2. Nilai moral dari tindakan itu tidak tergantung pada tercapainya tujuan dari tindakan itu melainkan tergantung pada kemauan baik yang mendorong seseorang untuk melakukan tindakan itu, berarti kalaupun tujuannya tidak tercapai, tindakan itu sudah dinilai baik.
3. sebagai konsekuensi dari kedua prinsip itu, kewajiban adalah hal yang niscaya dari tindakan yang dilakukan berdasarkan sikap hormat pada hukum moral universal.

Bagi Kant, hukum moral telah tertanam dalam hati setiap orang dan karena itu bernilai universal. Hukum moral ini dianggapnya sebagai perintah tak bersyarat, yang berarti hukum moral ini berlaku bagi semua orang pada segala situasi dan tempat.
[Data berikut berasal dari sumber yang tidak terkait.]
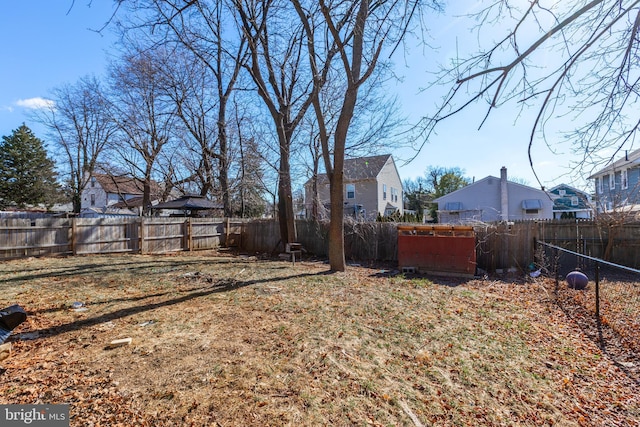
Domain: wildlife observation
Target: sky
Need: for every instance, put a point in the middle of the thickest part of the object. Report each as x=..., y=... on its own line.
x=45, y=44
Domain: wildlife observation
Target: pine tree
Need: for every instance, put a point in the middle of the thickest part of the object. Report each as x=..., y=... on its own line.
x=27, y=175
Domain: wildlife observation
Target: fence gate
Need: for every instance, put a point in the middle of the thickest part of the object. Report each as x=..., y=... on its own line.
x=437, y=249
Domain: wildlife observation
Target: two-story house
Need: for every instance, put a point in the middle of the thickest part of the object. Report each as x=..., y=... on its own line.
x=109, y=191
x=372, y=187
x=494, y=199
x=569, y=202
x=617, y=185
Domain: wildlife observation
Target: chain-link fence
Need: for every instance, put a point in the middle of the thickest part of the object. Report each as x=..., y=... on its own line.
x=607, y=309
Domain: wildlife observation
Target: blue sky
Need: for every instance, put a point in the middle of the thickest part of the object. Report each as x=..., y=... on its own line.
x=49, y=43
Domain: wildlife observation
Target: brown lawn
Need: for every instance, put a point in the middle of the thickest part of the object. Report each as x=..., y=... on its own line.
x=222, y=340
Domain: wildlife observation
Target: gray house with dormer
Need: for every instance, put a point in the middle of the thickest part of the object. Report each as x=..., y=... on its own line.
x=569, y=202
x=617, y=185
x=494, y=199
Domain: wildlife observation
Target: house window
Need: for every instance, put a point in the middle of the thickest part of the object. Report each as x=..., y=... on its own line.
x=532, y=206
x=453, y=206
x=351, y=191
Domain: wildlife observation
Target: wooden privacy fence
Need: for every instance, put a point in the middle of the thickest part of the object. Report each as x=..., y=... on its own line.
x=498, y=246
x=36, y=237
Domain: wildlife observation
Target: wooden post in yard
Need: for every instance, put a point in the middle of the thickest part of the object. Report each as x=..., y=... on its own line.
x=141, y=235
x=226, y=238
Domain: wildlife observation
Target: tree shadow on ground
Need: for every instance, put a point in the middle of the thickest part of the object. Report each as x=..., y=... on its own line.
x=223, y=285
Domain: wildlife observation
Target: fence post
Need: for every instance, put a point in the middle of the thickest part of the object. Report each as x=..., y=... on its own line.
x=74, y=232
x=226, y=232
x=142, y=235
x=597, y=292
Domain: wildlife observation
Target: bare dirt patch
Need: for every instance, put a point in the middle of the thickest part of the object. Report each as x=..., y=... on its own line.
x=228, y=340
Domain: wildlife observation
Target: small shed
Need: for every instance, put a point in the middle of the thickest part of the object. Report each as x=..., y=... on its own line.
x=438, y=249
x=189, y=204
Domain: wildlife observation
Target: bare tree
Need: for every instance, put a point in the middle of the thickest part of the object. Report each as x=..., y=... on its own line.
x=79, y=122
x=355, y=33
x=203, y=29
x=575, y=61
x=276, y=42
x=145, y=115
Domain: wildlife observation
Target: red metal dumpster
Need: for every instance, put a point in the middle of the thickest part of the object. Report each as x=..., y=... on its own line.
x=437, y=249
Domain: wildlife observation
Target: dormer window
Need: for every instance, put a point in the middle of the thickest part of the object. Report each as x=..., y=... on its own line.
x=532, y=206
x=351, y=191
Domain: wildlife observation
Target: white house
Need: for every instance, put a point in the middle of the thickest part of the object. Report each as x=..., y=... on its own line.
x=617, y=186
x=494, y=199
x=372, y=186
x=108, y=192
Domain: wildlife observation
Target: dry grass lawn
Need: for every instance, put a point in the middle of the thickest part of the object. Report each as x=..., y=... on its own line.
x=223, y=340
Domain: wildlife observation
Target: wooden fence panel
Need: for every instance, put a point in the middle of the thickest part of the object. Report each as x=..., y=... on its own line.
x=23, y=237
x=163, y=235
x=314, y=236
x=261, y=236
x=104, y=235
x=206, y=233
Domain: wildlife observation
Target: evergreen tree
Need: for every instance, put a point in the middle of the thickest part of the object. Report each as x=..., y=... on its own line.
x=27, y=175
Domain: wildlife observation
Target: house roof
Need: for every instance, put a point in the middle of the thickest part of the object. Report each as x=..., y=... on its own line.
x=564, y=203
x=125, y=185
x=630, y=159
x=486, y=178
x=189, y=202
x=360, y=168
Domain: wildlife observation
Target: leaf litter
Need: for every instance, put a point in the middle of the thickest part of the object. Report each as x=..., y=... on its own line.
x=224, y=340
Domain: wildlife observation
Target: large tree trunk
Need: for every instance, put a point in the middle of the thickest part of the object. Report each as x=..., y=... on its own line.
x=285, y=199
x=337, y=260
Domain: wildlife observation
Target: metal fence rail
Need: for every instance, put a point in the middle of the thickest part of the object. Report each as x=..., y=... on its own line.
x=608, y=308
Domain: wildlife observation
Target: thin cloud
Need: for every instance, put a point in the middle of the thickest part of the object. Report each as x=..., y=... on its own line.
x=35, y=103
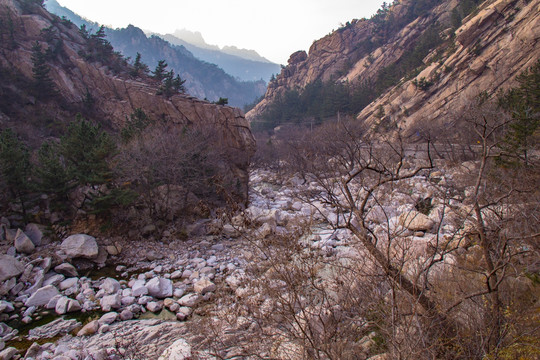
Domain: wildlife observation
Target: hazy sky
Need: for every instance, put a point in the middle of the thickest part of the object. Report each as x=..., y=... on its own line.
x=274, y=28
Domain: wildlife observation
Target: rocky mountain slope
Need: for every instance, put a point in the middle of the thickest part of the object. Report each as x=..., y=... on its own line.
x=203, y=79
x=462, y=51
x=103, y=91
x=244, y=64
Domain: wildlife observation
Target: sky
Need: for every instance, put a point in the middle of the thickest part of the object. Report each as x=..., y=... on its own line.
x=273, y=28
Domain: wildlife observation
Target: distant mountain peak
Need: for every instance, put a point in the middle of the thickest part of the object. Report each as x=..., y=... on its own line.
x=194, y=38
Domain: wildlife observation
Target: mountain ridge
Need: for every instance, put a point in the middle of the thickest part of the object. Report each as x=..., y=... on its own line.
x=382, y=61
x=203, y=80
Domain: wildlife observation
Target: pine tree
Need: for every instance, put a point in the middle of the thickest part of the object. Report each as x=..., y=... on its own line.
x=523, y=103
x=43, y=84
x=86, y=148
x=138, y=66
x=178, y=84
x=52, y=176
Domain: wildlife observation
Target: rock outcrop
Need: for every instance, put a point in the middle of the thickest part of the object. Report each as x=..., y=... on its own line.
x=99, y=91
x=493, y=45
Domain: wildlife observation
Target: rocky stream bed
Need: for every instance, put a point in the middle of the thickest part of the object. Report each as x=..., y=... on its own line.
x=142, y=298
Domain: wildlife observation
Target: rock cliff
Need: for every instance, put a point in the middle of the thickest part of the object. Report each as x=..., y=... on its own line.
x=485, y=51
x=99, y=91
x=492, y=47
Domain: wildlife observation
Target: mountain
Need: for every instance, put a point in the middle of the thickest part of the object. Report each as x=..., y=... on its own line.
x=414, y=62
x=51, y=71
x=203, y=80
x=243, y=64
Karena itu, huum moral ini mengikat siapa saja dari dalam dirinya sendiri karena hukum moral ini berasal dari dalam dirinya sendiri.
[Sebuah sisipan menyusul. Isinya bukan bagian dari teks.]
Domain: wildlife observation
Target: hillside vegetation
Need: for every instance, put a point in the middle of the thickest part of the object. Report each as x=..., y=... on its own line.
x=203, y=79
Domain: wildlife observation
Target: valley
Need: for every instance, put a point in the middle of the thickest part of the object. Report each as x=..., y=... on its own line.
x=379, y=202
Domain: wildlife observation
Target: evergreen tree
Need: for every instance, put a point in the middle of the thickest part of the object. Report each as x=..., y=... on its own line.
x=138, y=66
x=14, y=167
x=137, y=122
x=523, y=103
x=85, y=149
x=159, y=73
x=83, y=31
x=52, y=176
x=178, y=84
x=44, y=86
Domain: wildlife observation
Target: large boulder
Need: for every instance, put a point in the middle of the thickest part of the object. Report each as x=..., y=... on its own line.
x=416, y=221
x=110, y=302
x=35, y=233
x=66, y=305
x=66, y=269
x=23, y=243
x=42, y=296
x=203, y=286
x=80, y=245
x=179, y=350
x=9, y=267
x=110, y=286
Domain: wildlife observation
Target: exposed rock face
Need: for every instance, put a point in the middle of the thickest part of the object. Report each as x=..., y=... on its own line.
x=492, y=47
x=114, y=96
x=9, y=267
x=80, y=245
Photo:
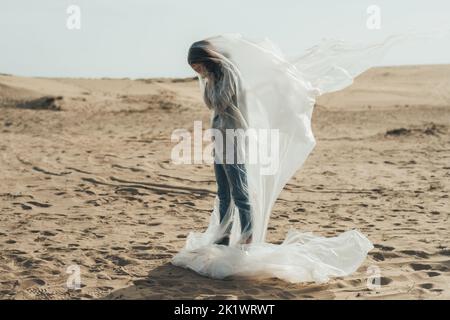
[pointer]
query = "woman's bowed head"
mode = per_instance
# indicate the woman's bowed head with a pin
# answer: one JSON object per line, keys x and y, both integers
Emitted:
{"x": 203, "y": 60}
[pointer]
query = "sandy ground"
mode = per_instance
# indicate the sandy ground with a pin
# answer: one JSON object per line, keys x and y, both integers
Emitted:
{"x": 86, "y": 179}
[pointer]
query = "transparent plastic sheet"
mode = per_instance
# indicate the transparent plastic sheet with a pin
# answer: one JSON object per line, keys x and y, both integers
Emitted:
{"x": 270, "y": 92}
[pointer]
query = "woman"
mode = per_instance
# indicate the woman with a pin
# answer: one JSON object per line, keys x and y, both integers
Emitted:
{"x": 280, "y": 95}
{"x": 222, "y": 94}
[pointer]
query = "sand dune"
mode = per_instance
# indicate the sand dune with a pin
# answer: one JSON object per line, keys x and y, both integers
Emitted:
{"x": 87, "y": 180}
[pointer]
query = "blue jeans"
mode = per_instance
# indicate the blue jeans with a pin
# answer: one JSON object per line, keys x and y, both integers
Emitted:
{"x": 232, "y": 182}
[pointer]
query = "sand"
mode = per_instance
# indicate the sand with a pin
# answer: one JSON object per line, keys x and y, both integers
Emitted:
{"x": 87, "y": 180}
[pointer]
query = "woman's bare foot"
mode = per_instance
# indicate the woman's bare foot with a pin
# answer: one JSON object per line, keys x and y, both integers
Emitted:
{"x": 224, "y": 241}
{"x": 247, "y": 240}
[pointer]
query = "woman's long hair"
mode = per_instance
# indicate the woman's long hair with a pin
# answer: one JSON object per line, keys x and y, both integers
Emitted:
{"x": 222, "y": 82}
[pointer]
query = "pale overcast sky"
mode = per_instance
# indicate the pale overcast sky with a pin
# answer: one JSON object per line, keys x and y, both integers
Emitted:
{"x": 150, "y": 38}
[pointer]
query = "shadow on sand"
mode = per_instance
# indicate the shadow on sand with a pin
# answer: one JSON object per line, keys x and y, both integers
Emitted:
{"x": 171, "y": 282}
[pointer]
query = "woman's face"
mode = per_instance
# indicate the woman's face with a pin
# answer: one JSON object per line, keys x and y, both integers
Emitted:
{"x": 200, "y": 69}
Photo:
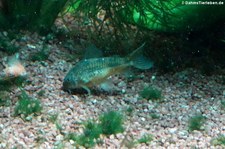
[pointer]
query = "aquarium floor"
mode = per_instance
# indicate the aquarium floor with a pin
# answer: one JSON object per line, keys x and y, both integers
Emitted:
{"x": 185, "y": 94}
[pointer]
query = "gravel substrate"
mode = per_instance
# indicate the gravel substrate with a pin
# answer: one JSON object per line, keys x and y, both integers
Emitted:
{"x": 185, "y": 94}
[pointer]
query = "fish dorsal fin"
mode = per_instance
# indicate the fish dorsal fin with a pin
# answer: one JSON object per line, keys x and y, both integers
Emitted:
{"x": 92, "y": 52}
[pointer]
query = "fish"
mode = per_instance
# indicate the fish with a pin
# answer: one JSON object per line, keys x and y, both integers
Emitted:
{"x": 91, "y": 72}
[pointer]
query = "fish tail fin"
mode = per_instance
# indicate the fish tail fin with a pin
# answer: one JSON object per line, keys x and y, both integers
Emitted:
{"x": 138, "y": 60}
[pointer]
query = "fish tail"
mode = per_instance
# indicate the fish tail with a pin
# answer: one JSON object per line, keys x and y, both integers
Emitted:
{"x": 138, "y": 60}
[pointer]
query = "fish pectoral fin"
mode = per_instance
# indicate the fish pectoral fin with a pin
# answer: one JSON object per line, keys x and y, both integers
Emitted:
{"x": 108, "y": 86}
{"x": 87, "y": 89}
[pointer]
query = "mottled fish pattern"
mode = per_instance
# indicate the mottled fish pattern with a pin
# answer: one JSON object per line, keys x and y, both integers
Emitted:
{"x": 94, "y": 71}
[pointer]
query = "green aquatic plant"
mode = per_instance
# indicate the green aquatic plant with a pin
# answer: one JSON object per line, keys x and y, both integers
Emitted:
{"x": 222, "y": 102}
{"x": 220, "y": 140}
{"x": 89, "y": 137}
{"x": 6, "y": 84}
{"x": 196, "y": 122}
{"x": 26, "y": 106}
{"x": 151, "y": 93}
{"x": 155, "y": 116}
{"x": 4, "y": 98}
{"x": 41, "y": 55}
{"x": 146, "y": 138}
{"x": 111, "y": 122}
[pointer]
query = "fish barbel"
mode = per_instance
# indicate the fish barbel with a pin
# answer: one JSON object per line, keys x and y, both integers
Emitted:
{"x": 93, "y": 71}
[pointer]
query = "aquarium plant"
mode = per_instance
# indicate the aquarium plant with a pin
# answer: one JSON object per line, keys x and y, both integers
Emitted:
{"x": 41, "y": 55}
{"x": 111, "y": 122}
{"x": 196, "y": 122}
{"x": 151, "y": 93}
{"x": 146, "y": 138}
{"x": 26, "y": 106}
{"x": 220, "y": 140}
{"x": 89, "y": 137}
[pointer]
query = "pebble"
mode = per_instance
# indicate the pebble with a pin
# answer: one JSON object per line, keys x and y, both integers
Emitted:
{"x": 170, "y": 127}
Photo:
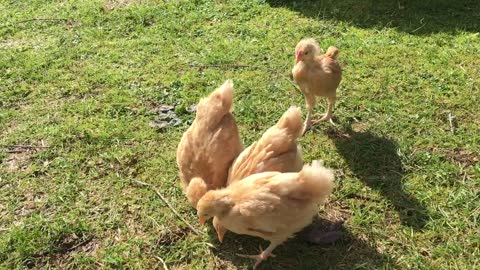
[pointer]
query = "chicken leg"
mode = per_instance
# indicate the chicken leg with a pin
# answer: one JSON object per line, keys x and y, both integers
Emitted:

Untuk menjelaskan makna perintah tak bersyarat ini, Kant membedaknnya dari perintah bersyarat. Perintah bersyarat adalah perintah yang dilaksanakan kalau orang menghendaki akibatnya, atau kalau akibat dari tindakan ini merupakan hal yang diinginkan dan dikehendaki oleh orang tersebut. Sedangkan perintah tak bersyarat adalah perintah yang dilaksanakan begitu saja tanpa syarat apapun, yaitu tanpa mengharapkan akibatnya, atau tanpa mempedulikan apakah akibatnya tercapai dan berguna bagi orang tersebut atau tidak. Ada dua kesulitan yang dapat diajukan terhadap teori deontologi khususnya terhadap pandangan-pandangan Kant. Pertama , bagaimana jadinya apabila seseorang dihadapkan pada dua perintah atau kewajiban moral dalam suatu situasi yang sama, tetapi keduanya tidak bisa dilaksanakan sekaligus, bahkan keduanya saling meniadakan. Misalnya seorang karyawan diancam akan dibunuh atau dipecat kalau ia sampai membongkar kekurangan yang dilakukan oleh rekan-rekan sekerjanya, tetapi dipihak lain ia dihadapkan pada perintah atau kewajiban untuk melindungi dirinya dan hidupnya ( dan mungkin juga nasib istri dan anaknya). Menurut etika deontologi Kant, kejujuran harus ditegakan terlepas dari akibat bagi dirinya. Namun dipihak lain, deontologi Kant mewajibkan orang itu untuk melindungi dirinya, terlepas dari apakah akibatnya ia harus mendiamkan kucurangan itu atau tidak.

DAFTAR PUSTAKA
N.Nuryesrnan M, Moral dan Etika Dalam Dunia Bisnis, Bank dan Manajemen, Mei/Juni 1996.
Purba Victor, Hukum Bisnis Dalam Kegiatan Bisnis Para Manajer, Manajemen, 1993.
Dunia Bisnis, Warta Ekonomi, No. 29, Desember 1994.